Enfin, on peut concevoir la modernité explicitement ou non, comme une période qui commence avec l’ère moderne des historiens et se marque encore dans les attitudes contemporaines. La modernité n’aurait donc pas totalement rompu avec les phénomènes qui ont affecté la période moderne, c’est-à-dire l’histoire occidentale depuis la fin du XVe siècle. Nous serions plutôt dans une phase de transition. C’est la thèse de Hannah Arendt dans la Condition de l’homme moderne.
Arendt déplace les repères : il y aurait deux modernités. Celle de la science, qui correspond à la mécanique classique ; celle de la politique, liée à l’atome et ses nouveaux moyens. A ce compte, la "modernité" c’est la période moderne, plus, en bonne partie, la période contemporaine, et il y aurait une modernité politique qui possèderait sa propre temporalité.
L’avènement d’une époque nouvelle
L’histoire française fait commencer la modernité sur un double achèvement : celui d’une série de guerres entre les rois de France et d’Angleterre, et leurs alliés respectifs ; celui d’une civilisation héritière de l’empire d’Orient. Pourtant ce qui marque la période moderne, ce sont moins les fins que des commencements et des découvertes. Arendt distingue trois phénomènes qui ont ouvert l’époque moderne : la découverte du Nouveau monde (1492), la Réforme (en 1517 Martin Luther rédige ses Quatre-vingt quinze thèses sur la vertu des indulgences d’un moine), l’invention du téléscope (par Galilée en 1609).

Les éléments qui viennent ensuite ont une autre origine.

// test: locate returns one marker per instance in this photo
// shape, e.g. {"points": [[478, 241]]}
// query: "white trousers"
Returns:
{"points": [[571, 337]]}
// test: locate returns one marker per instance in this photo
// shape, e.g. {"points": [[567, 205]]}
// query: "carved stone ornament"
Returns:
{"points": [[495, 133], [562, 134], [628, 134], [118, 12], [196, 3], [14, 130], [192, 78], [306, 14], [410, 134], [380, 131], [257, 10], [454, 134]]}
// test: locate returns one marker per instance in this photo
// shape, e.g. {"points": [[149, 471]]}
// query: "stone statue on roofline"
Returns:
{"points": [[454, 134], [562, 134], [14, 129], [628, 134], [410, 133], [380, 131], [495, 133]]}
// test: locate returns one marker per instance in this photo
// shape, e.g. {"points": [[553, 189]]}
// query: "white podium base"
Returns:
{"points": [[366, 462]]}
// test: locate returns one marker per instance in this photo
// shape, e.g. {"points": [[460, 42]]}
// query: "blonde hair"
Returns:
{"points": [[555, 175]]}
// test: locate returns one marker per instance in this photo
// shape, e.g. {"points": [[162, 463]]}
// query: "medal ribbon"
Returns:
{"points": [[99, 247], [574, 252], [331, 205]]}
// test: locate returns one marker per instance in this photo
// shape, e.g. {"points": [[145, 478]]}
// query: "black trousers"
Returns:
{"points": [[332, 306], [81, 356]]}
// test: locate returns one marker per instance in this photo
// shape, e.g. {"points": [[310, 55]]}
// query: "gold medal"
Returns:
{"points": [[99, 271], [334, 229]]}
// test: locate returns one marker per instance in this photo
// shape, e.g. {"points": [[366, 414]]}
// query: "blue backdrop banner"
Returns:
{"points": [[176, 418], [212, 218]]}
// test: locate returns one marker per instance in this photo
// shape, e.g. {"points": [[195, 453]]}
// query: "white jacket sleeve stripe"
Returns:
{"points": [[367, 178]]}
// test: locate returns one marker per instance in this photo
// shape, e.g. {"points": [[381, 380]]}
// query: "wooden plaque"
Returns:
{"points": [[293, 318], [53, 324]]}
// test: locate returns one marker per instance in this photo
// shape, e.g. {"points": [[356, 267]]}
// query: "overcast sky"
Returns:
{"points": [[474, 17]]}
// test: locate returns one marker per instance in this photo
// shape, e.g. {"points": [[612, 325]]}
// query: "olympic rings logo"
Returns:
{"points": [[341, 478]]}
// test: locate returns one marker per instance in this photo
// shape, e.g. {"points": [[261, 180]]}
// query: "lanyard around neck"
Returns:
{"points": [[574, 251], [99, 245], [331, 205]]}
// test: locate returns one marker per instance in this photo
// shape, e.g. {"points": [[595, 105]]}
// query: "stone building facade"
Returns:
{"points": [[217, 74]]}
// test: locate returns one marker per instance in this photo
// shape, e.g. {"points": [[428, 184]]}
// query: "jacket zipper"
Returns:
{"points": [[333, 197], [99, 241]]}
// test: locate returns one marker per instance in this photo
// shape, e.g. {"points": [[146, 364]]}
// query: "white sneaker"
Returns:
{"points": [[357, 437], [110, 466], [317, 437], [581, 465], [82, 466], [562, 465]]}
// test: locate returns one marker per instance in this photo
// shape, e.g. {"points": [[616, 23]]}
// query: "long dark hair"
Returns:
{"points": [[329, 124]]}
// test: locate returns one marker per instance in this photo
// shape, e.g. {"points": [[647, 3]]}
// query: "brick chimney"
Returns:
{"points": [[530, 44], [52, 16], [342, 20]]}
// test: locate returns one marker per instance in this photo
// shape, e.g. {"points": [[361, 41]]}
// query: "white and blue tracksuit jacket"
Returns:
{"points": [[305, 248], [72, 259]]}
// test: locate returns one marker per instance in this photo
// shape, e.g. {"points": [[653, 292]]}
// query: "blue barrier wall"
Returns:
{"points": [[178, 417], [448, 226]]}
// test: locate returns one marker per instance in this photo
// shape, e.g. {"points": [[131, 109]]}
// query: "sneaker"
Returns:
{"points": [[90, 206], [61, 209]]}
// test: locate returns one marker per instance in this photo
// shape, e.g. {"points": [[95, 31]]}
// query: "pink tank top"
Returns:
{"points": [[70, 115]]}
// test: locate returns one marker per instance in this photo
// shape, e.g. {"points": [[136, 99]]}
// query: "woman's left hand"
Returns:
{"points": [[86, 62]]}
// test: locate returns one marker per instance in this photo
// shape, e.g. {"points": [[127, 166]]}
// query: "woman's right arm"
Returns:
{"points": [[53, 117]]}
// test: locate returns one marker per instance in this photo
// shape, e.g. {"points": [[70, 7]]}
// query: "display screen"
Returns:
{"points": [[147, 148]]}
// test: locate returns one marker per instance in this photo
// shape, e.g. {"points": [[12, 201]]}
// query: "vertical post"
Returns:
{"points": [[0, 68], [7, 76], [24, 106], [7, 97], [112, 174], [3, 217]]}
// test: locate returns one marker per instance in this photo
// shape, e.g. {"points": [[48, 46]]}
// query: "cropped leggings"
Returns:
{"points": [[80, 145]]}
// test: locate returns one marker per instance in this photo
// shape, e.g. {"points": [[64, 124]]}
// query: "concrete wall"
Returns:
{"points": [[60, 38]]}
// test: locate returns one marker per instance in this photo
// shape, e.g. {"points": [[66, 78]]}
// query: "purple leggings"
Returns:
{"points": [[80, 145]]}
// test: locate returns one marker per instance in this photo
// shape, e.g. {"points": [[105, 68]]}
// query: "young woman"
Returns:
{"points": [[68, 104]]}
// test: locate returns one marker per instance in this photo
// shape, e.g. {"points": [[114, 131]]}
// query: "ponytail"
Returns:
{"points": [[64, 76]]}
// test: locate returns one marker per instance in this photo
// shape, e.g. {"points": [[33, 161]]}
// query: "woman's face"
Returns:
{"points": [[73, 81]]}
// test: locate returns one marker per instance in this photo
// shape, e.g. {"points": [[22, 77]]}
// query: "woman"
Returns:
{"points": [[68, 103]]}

Le premier fait de la modernité, c’est l’élaboration d’une nouvelle conscience de l’universel : le Nouveau monde est symbole d’un monde nouveau qui devient moins mystérieux.

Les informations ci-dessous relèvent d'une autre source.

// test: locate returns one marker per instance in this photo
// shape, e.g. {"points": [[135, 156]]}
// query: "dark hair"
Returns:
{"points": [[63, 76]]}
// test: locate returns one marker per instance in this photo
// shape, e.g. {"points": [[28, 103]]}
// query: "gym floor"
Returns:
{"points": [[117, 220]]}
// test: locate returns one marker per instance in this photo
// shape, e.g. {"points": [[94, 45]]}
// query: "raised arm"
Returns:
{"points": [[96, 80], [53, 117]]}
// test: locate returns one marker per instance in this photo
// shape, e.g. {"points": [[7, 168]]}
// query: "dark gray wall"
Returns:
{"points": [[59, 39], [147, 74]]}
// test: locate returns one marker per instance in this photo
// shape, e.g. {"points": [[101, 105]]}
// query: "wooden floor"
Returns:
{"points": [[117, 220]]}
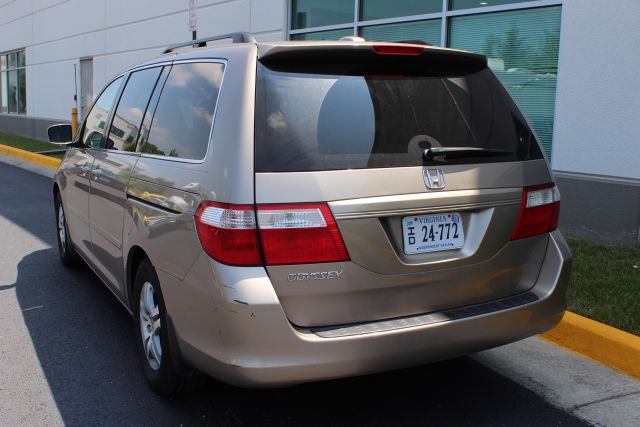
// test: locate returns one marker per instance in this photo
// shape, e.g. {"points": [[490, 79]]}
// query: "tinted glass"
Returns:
{"points": [[522, 47], [468, 4], [184, 115], [13, 60], [22, 91], [13, 91], [380, 9], [424, 31], [308, 122], [324, 35], [4, 96], [96, 122], [314, 13], [133, 103], [151, 109]]}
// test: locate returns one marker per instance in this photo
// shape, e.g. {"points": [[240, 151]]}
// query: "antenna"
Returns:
{"points": [[75, 81]]}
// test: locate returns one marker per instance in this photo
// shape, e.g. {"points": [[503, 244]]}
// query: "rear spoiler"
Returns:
{"points": [[340, 57]]}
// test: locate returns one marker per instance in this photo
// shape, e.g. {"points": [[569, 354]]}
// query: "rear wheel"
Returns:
{"points": [[158, 354], [68, 254]]}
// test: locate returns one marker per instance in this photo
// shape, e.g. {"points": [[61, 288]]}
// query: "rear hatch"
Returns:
{"points": [[347, 126]]}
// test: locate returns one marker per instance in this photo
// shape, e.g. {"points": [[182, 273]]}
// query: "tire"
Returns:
{"points": [[68, 254], [159, 355]]}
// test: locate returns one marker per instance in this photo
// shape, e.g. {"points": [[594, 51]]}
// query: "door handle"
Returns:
{"points": [[96, 172], [84, 169]]}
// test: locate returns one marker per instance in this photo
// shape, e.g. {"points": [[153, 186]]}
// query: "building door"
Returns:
{"points": [[86, 86]]}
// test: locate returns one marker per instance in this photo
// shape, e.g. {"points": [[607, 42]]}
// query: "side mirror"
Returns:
{"points": [[60, 134]]}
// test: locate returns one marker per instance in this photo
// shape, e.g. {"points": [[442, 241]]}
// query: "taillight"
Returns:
{"points": [[288, 234], [539, 211], [300, 234], [390, 49], [228, 233]]}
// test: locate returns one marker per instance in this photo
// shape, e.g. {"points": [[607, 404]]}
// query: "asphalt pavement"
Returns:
{"points": [[67, 356]]}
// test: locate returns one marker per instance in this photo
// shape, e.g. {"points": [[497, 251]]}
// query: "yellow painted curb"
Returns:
{"points": [[50, 162], [609, 346]]}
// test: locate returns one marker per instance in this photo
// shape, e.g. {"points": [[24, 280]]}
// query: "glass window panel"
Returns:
{"points": [[380, 9], [13, 91], [380, 117], [95, 123], [426, 31], [184, 115], [133, 103], [522, 47], [315, 13], [22, 91], [324, 35], [4, 96], [13, 60], [469, 4]]}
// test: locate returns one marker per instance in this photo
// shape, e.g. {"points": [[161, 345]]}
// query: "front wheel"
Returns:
{"points": [[157, 355], [68, 254]]}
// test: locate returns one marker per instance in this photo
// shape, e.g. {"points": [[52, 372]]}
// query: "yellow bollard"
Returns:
{"points": [[74, 121]]}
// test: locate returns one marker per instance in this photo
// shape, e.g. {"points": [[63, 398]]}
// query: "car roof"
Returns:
{"points": [[213, 48]]}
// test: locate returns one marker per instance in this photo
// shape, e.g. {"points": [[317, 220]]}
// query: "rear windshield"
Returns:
{"points": [[365, 119]]}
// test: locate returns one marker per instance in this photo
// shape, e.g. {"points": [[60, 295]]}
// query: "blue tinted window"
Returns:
{"points": [[425, 31], [314, 13], [324, 35], [380, 9], [184, 115], [522, 47], [469, 4], [132, 105]]}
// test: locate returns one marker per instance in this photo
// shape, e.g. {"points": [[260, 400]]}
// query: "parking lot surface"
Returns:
{"points": [[67, 356]]}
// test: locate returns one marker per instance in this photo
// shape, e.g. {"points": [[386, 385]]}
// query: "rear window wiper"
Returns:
{"points": [[458, 152]]}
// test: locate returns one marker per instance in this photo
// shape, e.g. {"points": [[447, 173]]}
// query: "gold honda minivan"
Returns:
{"points": [[284, 212]]}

Le second trait de la modernité, c’est la montée en puissance de la figure de l’individu et la sécularisation des valeurs. La Réforme - et l’on doit ajouter la Réforme catholique [1] - a largement corrélé cette importance de l’individu capable de découvrir par lui-même et en lui-même la vérité. Le protestantisme promeut une lecture personnelle de la Bible, la renonciation à nombre de dogmes. Louis Dumont dit ainsi que "le mouvement commence dans l’Eglise, avec Luther (...) Leur qualité de chrétiens fait de tous les hommes des égaux et place pour ainsi dire l’essence de l’homme tout entière en chacun d’eux" [2]. La Réforme donne les moyens de penser chaque homme comme un être incomparable. L’individu est par conséquent fortement promu. Michael Walzer ou Norbert Elias ont également insisté sur ce point.
L’individu est aussi promu économiquement : la Réforme a été l’occasion de redistribuer les terres appartenant jusque-là aux monastères, favorisant l’apparition d’une bourgeoisie, voire, en Angleterre, d’une noblesse, aux valeurs plus individualistes.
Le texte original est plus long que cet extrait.